Sermon for Sunday, February 3, 2019 – “Practicing Love”

Fourth Sunday after Epiphany
February 3, 2019
Good Shepherd Lutheran Church
Decorah, Iowa
Rev. Amy Zalk Larson

Click here to read scripture passages for the day.

Beloved of God, grace to you and peace in the name of Jesus, God’s love made flesh.

I have attended or presided at A LOT of weddings. My spouse and I have good friends from high school, college, seminary and our summers working at Bible camps, as well as large extended families which means lots of weddings. The church I served right after seminary has a long center aisle, impressive stained-glass windows and a gorgeous altar up front. It’s also located in the heart of Minnesota lake country. Those things added up to a whole lot of weddings in my first call. Then I served at Luther College where lots of people fall in love and ask their campus pastors to help them get married. All of this is to say that I’m quite familiar with our second reading from 1 Corinthians, chapter 13 – that passage on love that is so often read at weddings.

It’s a beautiful passage, but it’s hard to preach it at a wedding, especially because the apostle Paul wrote it to a community that was facing conflict and having a hard time staying together.

That actually makes it a perfect passage to ponder during marriage. Marriage certainly involves conflict and times when it’s really challenging to keep on loving the other person, as is the case in any significant relationship. Love is hard work. Yet, that isn’t the message people really want to hear on a celebratory day as they stand in front of their family and friends.

It isn’t the message we want to hear about our church community either. We don’t want there to be conflict or difficulties. We want church to be a place where we feel welcomed, loved, connected, and a place where everyone gets along. Often congregations are that way – often Good Shepherd is.

Yet congregations are made up of human beings; so, conflicts and challenges are going to be part of the mix. And something powerful happens when we stick with each other, even when it’s hard. We experience so much growth, beauty and grace when we keep on showing up for each other even when we don’t feel particularly loving. That isn’t always possible – sometimes marriages, relation- ships and congregations become toxic and it isn’t good or safe to stay in them. Sometimes people need to change congregations in order to more fully love God and serve others.
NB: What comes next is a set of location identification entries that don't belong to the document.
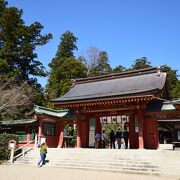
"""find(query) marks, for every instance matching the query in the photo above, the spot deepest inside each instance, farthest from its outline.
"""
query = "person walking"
(104, 139)
(43, 152)
(118, 137)
(126, 137)
(112, 139)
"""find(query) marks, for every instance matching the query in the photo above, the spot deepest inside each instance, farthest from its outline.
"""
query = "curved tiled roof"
(115, 86)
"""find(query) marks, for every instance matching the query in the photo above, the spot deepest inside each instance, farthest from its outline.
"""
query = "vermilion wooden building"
(134, 97)
(137, 99)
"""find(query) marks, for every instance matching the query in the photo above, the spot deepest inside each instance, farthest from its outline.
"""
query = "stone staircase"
(150, 162)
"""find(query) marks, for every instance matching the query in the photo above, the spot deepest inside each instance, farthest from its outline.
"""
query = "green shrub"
(4, 140)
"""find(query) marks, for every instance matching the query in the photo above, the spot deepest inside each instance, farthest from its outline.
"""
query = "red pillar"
(61, 134)
(98, 125)
(140, 127)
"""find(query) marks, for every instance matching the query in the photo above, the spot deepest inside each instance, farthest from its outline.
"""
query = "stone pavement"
(17, 172)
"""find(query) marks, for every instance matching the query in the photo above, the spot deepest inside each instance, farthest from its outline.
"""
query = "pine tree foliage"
(64, 67)
(18, 58)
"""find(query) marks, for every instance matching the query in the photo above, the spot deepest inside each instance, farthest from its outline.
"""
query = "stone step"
(154, 162)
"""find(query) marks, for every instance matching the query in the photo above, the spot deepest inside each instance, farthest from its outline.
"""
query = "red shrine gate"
(130, 94)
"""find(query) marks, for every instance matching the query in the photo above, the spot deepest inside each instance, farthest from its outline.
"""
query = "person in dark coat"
(126, 137)
(112, 139)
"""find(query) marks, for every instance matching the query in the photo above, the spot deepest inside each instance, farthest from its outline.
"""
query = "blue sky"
(125, 29)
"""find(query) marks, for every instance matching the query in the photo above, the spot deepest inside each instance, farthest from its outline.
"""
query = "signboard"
(12, 144)
(92, 126)
(178, 135)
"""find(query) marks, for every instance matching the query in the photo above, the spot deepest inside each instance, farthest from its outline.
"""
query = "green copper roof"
(52, 112)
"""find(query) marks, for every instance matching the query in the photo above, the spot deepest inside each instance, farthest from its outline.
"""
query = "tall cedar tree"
(18, 43)
(64, 67)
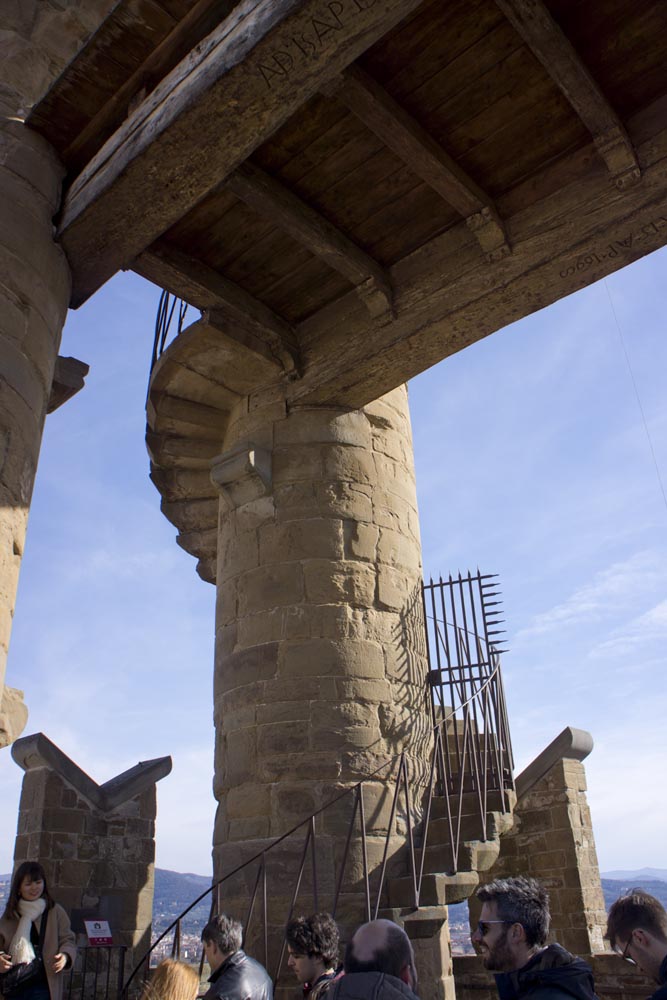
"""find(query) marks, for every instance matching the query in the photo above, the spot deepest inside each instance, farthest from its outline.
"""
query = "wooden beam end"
(490, 233)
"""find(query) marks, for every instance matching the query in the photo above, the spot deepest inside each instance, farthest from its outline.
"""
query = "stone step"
(436, 889)
(497, 824)
(469, 804)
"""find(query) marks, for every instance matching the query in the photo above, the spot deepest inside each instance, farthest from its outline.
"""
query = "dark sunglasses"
(483, 925)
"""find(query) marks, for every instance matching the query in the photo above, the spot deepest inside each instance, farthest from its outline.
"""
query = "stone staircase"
(441, 884)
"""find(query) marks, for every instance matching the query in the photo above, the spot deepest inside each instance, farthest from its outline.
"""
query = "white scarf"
(21, 948)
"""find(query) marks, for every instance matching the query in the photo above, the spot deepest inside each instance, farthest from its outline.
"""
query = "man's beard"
(499, 958)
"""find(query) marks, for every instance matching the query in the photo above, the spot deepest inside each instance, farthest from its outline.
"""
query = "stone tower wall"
(320, 667)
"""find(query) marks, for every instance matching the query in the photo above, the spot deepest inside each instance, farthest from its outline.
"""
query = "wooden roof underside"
(351, 190)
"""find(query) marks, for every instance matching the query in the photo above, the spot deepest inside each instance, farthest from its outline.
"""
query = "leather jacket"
(240, 978)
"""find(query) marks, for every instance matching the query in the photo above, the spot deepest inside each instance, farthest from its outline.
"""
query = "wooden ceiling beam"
(221, 102)
(546, 40)
(200, 20)
(269, 198)
(225, 306)
(371, 103)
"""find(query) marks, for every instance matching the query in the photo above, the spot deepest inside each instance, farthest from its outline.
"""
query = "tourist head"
(382, 946)
(637, 931)
(29, 883)
(173, 980)
(513, 924)
(312, 946)
(221, 937)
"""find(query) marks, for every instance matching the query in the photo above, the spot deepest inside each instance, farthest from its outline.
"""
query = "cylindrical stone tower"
(34, 295)
(320, 667)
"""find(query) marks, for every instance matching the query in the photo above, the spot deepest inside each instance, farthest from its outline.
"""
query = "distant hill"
(640, 873)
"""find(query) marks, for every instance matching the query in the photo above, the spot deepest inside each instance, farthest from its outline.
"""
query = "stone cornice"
(37, 751)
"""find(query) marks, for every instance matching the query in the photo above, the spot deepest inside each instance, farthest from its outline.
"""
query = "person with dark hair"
(379, 964)
(312, 947)
(234, 975)
(511, 937)
(637, 931)
(35, 932)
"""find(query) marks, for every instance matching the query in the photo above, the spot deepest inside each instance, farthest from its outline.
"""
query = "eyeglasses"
(483, 925)
(624, 953)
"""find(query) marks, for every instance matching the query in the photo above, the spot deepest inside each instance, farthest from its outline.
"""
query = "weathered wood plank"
(387, 119)
(270, 198)
(546, 40)
(569, 238)
(199, 20)
(225, 305)
(232, 92)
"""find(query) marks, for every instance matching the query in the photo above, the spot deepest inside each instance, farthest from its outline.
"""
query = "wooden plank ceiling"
(350, 190)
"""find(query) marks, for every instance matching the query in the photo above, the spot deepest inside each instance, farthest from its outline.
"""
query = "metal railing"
(462, 617)
(470, 752)
(169, 308)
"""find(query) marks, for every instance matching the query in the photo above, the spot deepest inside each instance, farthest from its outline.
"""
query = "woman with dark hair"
(32, 927)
Yet, if it’s safe and possible, there is power in staying, in practicing love well after the honeymoon phase is over.

And love really does take practice, work, effort. Paul makes that clear in 1 Corinthians 13. He shows us that love is not really about feelings. It’s about concrete actions that we take for others and actions we avoid for the sake of others. His point gets lost in the English translation when we hear love is patient, love is kind, love is not irritable or rude – a long list of adjectives. That makes it sound like love means always feeling patient and kind, never feeling grumpy or annoyed.

But the way Paul actually wrote the passage, those words aren’t adjectives describing love in some flowery, abstract sense; those words are verbs. He uses sixteen verbs in a row to say what love does and does not do. Paul says to love is to be patient, to be kind, to not be jealous, not boast, not be arrogant, not be rude and not seek our own way, not be irritable, not be resentful and not rejoice in wrongdoing. To love is to rejoice in the truth, to bear all things, to believe all things, to hope all things, to endure all things. Paul is saying love is active and concrete. It takes work, it takes practice.

One of the gifts of healthy families, friendships and congregations is that they give us the chance to practice love when we feel good and when we don’t.

Recently, I read this passage at the funeral of a ninety-three-year-old member of Good Shepherd. These words I’ve heard and read at so many weddings came alive to me again as I considered how this woman and her beloved spouse lived out love for better, for worse, for richer, for poorer, in sickness and in health for over sixty-two years.

These words come alive for me again as I think about the concrete ways you all do love for others in our congregation and community – bringing meals, doing grocery shopping, driving immigrant neighbors to court hearings, and visiting people even when they no longer remember you. You do this when it feels good and when it is hard.

This passage comes alive for me again today as we head into our annual meeting after 60 years as a congregation. This congregation, like all congregations, has known great joy and deep sorrow, times of energy and vitality, times of struggle and conflict.

Often it feels really good to be together as we worship, sing, serve and share in fellowship. Other times, it is harder. There are times you may even have an urge to throw someone over a cliff – the way Jesus’ home congregation tried to do to him. Do resist that urge, of course. But even if you feel that way, it doesn’t mean you can’t love that person. Love means choosing to be patient, choosing to show kindness, choosing to look for the good in that person no matter how we feel.

This is hard. It’s why we need a lot of practice in families, in friendships, and congregations in order to learn to live out love.

It’s why we need God who chooses to love us always no matter what, why we need God who for- gives and heals and strengthens us always.

God comes to us in really concrete ways – in water and word, bread and wine, flesh and blood, in the body of Christ – to actively love us, to do love for us.

God knows and sees us fully and chooses to love us always. Because we are loved so deeply, we can love others no matter how we feel.

Let’s take a moment for silent prayer.